Ben Hyrman

RavenDB Multitenant lessons learned

Note: Parts of this post are rather specific to RavenDB 2.5. While the overall lessons should guide you on any version, some specifics, such as pre-staging indexes, have better stories in newer versions (see, side-by-side indexes). We run on Azure virtual machines and some thoughts are specific to that platform as well.

We run a multi-node active-active RavenDB cluster with ~500 tenants. About 300 of those are active with the remainder being demos, accounts for sales people, research, etc. Our average tenant has 100k documents with the highest being around 600k. Multitenant support in Raven is straightforward; just specify a database name when you open a session! This means you don't have to remember to decorate every query with a discriminator or jump through any other design decisions to not accidentally show the wrong thing to the wrong customer. Positive design pressure.

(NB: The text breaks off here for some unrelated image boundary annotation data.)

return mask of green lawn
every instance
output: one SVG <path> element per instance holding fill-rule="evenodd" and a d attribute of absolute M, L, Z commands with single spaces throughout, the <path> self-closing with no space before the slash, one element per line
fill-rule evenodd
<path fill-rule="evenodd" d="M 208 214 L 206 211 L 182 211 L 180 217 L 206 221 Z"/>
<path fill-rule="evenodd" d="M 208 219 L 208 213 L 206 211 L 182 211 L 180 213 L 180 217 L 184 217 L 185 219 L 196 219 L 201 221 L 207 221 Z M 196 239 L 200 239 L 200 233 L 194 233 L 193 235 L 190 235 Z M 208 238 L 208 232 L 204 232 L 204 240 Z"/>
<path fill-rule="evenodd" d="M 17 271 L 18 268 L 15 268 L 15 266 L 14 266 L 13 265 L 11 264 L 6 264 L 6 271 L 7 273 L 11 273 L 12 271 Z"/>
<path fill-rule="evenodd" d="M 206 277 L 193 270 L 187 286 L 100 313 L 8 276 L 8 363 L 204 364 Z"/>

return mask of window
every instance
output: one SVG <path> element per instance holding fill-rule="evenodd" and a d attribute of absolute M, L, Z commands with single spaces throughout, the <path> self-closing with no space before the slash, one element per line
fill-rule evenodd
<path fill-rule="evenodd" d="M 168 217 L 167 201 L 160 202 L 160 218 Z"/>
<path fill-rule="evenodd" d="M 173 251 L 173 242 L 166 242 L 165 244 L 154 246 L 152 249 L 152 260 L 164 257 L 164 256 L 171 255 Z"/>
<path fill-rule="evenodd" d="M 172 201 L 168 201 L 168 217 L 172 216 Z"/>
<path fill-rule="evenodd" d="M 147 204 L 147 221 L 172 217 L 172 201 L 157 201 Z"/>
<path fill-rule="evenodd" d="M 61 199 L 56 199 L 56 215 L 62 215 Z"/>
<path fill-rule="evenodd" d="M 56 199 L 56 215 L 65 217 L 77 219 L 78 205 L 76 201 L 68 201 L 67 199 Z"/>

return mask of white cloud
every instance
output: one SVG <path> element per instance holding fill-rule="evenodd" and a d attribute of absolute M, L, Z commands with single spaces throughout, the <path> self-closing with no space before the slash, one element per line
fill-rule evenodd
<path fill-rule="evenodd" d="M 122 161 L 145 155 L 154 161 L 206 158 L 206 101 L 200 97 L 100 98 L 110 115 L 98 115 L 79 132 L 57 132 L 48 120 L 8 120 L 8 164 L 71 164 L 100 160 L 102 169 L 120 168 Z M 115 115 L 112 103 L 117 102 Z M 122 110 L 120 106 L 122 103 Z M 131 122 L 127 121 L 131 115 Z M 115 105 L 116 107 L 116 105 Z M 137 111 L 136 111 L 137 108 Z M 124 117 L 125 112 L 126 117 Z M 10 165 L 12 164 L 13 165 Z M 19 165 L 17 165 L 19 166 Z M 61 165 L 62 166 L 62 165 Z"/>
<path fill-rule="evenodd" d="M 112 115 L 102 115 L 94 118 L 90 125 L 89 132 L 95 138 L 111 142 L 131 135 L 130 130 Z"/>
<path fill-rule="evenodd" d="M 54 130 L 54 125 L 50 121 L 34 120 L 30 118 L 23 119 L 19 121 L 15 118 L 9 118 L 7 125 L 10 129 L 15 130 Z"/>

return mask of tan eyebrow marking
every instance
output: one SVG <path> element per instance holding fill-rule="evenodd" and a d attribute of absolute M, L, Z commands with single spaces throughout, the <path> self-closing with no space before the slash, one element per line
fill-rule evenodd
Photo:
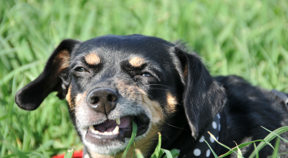
<path fill-rule="evenodd" d="M 169 113 L 172 113 L 176 111 L 176 105 L 177 104 L 176 97 L 173 96 L 170 93 L 167 93 L 167 103 L 168 105 L 166 107 L 166 109 Z"/>
<path fill-rule="evenodd" d="M 144 59 L 140 57 L 136 57 L 129 59 L 129 63 L 133 67 L 139 67 L 144 63 Z"/>
<path fill-rule="evenodd" d="M 90 53 L 85 56 L 85 61 L 88 64 L 96 65 L 100 63 L 101 59 L 98 56 L 94 53 Z"/>

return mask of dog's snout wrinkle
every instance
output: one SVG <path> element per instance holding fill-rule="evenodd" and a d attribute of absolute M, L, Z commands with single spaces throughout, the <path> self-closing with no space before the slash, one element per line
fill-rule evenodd
<path fill-rule="evenodd" d="M 101 88 L 92 90 L 87 98 L 87 102 L 96 112 L 107 115 L 116 106 L 117 93 L 112 89 Z"/>

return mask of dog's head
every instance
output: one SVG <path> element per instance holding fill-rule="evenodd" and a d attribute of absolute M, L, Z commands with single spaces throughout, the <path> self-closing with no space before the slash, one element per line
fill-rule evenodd
<path fill-rule="evenodd" d="M 66 98 L 88 151 L 110 155 L 127 146 L 132 120 L 137 126 L 136 147 L 149 154 L 158 132 L 177 137 L 187 124 L 196 138 L 226 101 L 223 88 L 195 53 L 139 35 L 63 41 L 15 101 L 33 110 L 54 91 Z"/>

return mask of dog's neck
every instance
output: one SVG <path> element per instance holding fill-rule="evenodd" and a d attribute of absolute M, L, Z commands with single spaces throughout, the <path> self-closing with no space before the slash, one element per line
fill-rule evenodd
<path fill-rule="evenodd" d="M 214 150 L 215 149 L 217 142 L 208 132 L 211 133 L 217 140 L 218 140 L 221 129 L 221 118 L 220 115 L 218 114 L 213 120 L 207 124 L 204 128 L 204 132 L 202 135 L 196 140 L 195 147 L 193 150 L 194 156 L 197 158 L 206 158 L 209 157 L 210 155 L 213 154 L 204 140 L 207 142 L 212 149 Z M 183 157 L 184 157 L 184 155 Z"/>

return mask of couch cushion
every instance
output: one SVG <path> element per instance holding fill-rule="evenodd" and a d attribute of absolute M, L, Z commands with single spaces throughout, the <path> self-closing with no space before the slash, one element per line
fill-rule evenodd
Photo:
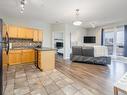
<path fill-rule="evenodd" d="M 94 48 L 93 47 L 83 47 L 82 53 L 83 53 L 83 56 L 94 57 Z"/>
<path fill-rule="evenodd" d="M 82 55 L 82 47 L 81 46 L 73 46 L 72 47 L 73 55 Z"/>

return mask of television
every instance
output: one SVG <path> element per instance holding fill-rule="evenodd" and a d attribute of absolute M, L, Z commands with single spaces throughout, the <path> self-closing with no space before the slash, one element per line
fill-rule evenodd
<path fill-rule="evenodd" d="M 84 36 L 84 43 L 96 43 L 95 36 Z"/>
<path fill-rule="evenodd" d="M 63 42 L 56 42 L 56 47 L 57 48 L 62 48 L 63 47 Z"/>

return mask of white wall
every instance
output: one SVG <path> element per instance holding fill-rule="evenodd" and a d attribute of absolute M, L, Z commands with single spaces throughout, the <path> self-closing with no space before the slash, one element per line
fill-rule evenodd
<path fill-rule="evenodd" d="M 87 29 L 87 36 L 96 36 L 96 43 L 90 45 L 101 45 L 101 27 Z"/>
<path fill-rule="evenodd" d="M 51 25 L 43 22 L 26 22 L 20 21 L 16 19 L 4 19 L 4 22 L 7 24 L 13 24 L 24 27 L 31 27 L 43 30 L 43 47 L 51 47 L 52 33 L 51 33 Z"/>
<path fill-rule="evenodd" d="M 63 33 L 65 31 L 65 25 L 64 24 L 52 24 L 51 31 L 52 31 L 52 48 L 54 48 L 55 47 L 54 39 L 64 39 Z"/>
<path fill-rule="evenodd" d="M 71 34 L 71 35 L 70 35 Z M 65 25 L 65 32 L 64 32 L 64 59 L 70 58 L 71 53 L 71 43 L 83 43 L 83 36 L 86 35 L 86 30 L 82 27 L 77 27 L 73 25 Z"/>

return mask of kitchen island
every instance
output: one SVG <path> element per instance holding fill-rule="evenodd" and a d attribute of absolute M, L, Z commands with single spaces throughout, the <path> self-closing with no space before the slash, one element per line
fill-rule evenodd
<path fill-rule="evenodd" d="M 36 58 L 35 65 L 41 71 L 55 69 L 55 49 L 51 48 L 35 48 Z"/>

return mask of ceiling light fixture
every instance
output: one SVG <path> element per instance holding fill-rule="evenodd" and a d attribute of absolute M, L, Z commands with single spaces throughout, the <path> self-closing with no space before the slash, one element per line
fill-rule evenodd
<path fill-rule="evenodd" d="M 79 17 L 79 9 L 76 9 L 76 14 L 75 15 L 76 15 L 77 20 L 73 22 L 73 25 L 80 26 L 82 24 L 82 21 L 78 20 L 79 19 L 78 18 Z"/>
<path fill-rule="evenodd" d="M 26 0 L 21 0 L 20 1 L 20 7 L 21 7 L 21 9 L 20 9 L 20 13 L 23 13 L 24 12 L 24 7 L 25 7 L 25 4 L 27 3 L 27 1 Z"/>

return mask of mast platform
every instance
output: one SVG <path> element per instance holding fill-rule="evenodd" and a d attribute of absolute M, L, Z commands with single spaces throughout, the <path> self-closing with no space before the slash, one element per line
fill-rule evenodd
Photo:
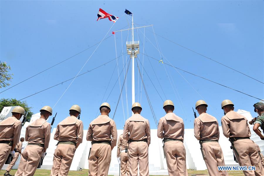
<path fill-rule="evenodd" d="M 134 57 L 137 58 L 137 55 L 139 53 L 139 41 L 126 42 L 126 50 L 127 54 L 130 55 L 130 58 L 133 57 L 133 52 Z"/>

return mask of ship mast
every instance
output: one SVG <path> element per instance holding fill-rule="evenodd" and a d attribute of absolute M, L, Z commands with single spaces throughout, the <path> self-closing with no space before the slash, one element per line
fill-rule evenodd
<path fill-rule="evenodd" d="M 134 20 L 132 14 L 132 43 L 134 44 Z M 135 49 L 132 48 L 132 104 L 135 103 Z"/>
<path fill-rule="evenodd" d="M 134 29 L 145 28 L 152 26 L 152 25 L 145 26 L 139 27 L 134 27 L 133 14 L 132 14 L 132 28 L 126 29 L 122 29 L 115 31 L 115 32 L 127 31 L 132 30 L 132 41 L 126 42 L 126 50 L 127 54 L 129 55 L 132 59 L 132 104 L 135 102 L 135 58 L 138 57 L 137 55 L 139 54 L 139 41 L 135 41 L 134 40 Z"/>
<path fill-rule="evenodd" d="M 132 15 L 132 28 L 128 29 L 132 30 L 132 41 L 126 42 L 126 50 L 127 54 L 129 55 L 132 59 L 132 104 L 135 103 L 135 58 L 137 57 L 139 53 L 139 41 L 134 41 L 134 19 Z M 125 30 L 126 30 L 125 29 Z"/>

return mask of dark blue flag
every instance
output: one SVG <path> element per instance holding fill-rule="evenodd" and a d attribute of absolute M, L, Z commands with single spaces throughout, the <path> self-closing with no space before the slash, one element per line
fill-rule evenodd
<path fill-rule="evenodd" d="M 129 11 L 126 10 L 126 10 L 125 11 L 125 13 L 128 15 L 132 16 L 132 13 Z"/>

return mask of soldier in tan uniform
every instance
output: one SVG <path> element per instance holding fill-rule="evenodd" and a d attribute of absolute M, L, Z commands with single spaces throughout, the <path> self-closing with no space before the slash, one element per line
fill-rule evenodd
<path fill-rule="evenodd" d="M 165 101 L 163 108 L 166 114 L 160 119 L 157 135 L 158 138 L 163 139 L 169 175 L 188 175 L 186 152 L 183 145 L 183 120 L 173 113 L 174 105 L 171 100 Z"/>
<path fill-rule="evenodd" d="M 41 157 L 44 159 L 50 138 L 50 124 L 46 120 L 52 114 L 48 106 L 41 108 L 40 117 L 26 128 L 25 140 L 28 145 L 21 155 L 16 176 L 33 175 Z"/>
<path fill-rule="evenodd" d="M 67 175 L 76 149 L 82 142 L 83 125 L 77 117 L 81 108 L 73 105 L 70 110 L 70 116 L 60 123 L 54 135 L 59 141 L 54 153 L 50 175 Z"/>
<path fill-rule="evenodd" d="M 203 100 L 199 100 L 195 103 L 195 109 L 199 115 L 194 121 L 194 136 L 199 141 L 209 175 L 228 175 L 226 170 L 219 171 L 217 167 L 225 165 L 222 149 L 218 143 L 218 123 L 215 117 L 206 113 L 208 106 Z"/>
<path fill-rule="evenodd" d="M 108 116 L 111 110 L 110 105 L 104 103 L 100 110 L 101 115 L 90 124 L 86 136 L 86 140 L 92 141 L 89 158 L 89 176 L 107 175 L 111 152 L 116 145 L 116 123 Z"/>
<path fill-rule="evenodd" d="M 119 136 L 117 142 L 117 158 L 120 165 L 121 175 L 126 176 L 129 175 L 128 168 L 129 162 L 128 159 L 128 141 L 123 138 L 123 134 Z M 121 151 L 120 151 L 121 150 Z"/>
<path fill-rule="evenodd" d="M 19 154 L 21 154 L 21 150 L 22 150 L 22 143 L 25 141 L 25 138 L 20 138 L 20 141 L 16 145 L 15 148 L 15 157 L 13 158 L 12 161 L 7 166 L 6 168 L 6 172 L 4 174 L 4 176 L 10 176 L 11 175 L 9 174 L 9 172 L 12 169 L 13 167 L 16 164 L 16 162 L 18 159 L 18 157 L 19 156 Z"/>
<path fill-rule="evenodd" d="M 134 115 L 126 121 L 123 138 L 128 140 L 128 161 L 130 176 L 138 175 L 139 163 L 139 174 L 149 175 L 148 146 L 150 144 L 150 127 L 148 120 L 140 115 L 142 110 L 138 103 L 132 105 Z M 129 133 L 129 134 L 128 133 Z"/>
<path fill-rule="evenodd" d="M 255 166 L 254 171 L 244 170 L 245 175 L 264 175 L 264 169 L 254 142 L 250 140 L 250 130 L 247 119 L 234 111 L 234 104 L 229 100 L 221 103 L 225 114 L 222 118 L 222 127 L 224 135 L 229 138 L 233 151 L 241 166 Z M 255 172 L 255 173 L 254 173 Z"/>
<path fill-rule="evenodd" d="M 22 126 L 19 120 L 25 114 L 25 110 L 18 106 L 15 107 L 11 113 L 12 117 L 0 122 L 0 170 L 9 153 L 14 156 L 14 150 L 19 142 Z"/>

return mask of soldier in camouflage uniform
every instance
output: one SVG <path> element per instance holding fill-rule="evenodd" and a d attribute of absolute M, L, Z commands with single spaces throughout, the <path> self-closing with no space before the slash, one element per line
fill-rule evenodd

We have learned some lessons after supporting this in production on Azure for a couple years and I thought I'd share.

  • Write tooling to support automatic tenant creation across all nodes
  • Favor active-active read/write and let Raven handle syncing behind the scenes until your constraints force you to active-passive or another solution
  • Expect replication to randomly not be set up between nodes even if it tells you it succeeded. Raven will log when replication isn't correct
  • Centralize logging for your nodes. We use Seq for our logging and I've documented how to get Raven to log to Seq
  • More RAM is better than less RAM
  • Faster disk is better than slower disk. This was a problem for us on Azure but premium disk storage did alleviate the problems we first encountered (indexing performance issues)
  • Understand how your hosting infra affects Raven. We had to write custom failover code because of all of the virtual layers on Azure caused the client to not respond quick enough in a failover from the primary node to a secondary. Code here
  • Pre-stage indexes. Use an index naming scheme to support this (eg, PeopleSearch changes get deployed as PeopleSearch2). This means you should never reference an index by string
  • Running is fine but server restarts are slow and messy. Block client traffic to the node and let clients failover to other node(s)
  • Multi-tenant on Raven is incredibly straightforward; use it to isolate at appropriate bounded contexts
  • Write tooling to sanity check your databases across nodes. We compare doc counts and flag any that are significantly off
  • Ditto checking indexes. I've seen non-stale indexes differ by several thousand documents across nodes. Forcing a change to the index definition (eg, add a space and save) will fix. This isn't ideal.
  • If you're on Azure, assume the networking layers will occasionally interrupt your writes. We use Polly to address this

Overall, I'm happy. Even though I complain a lot (it's what I do).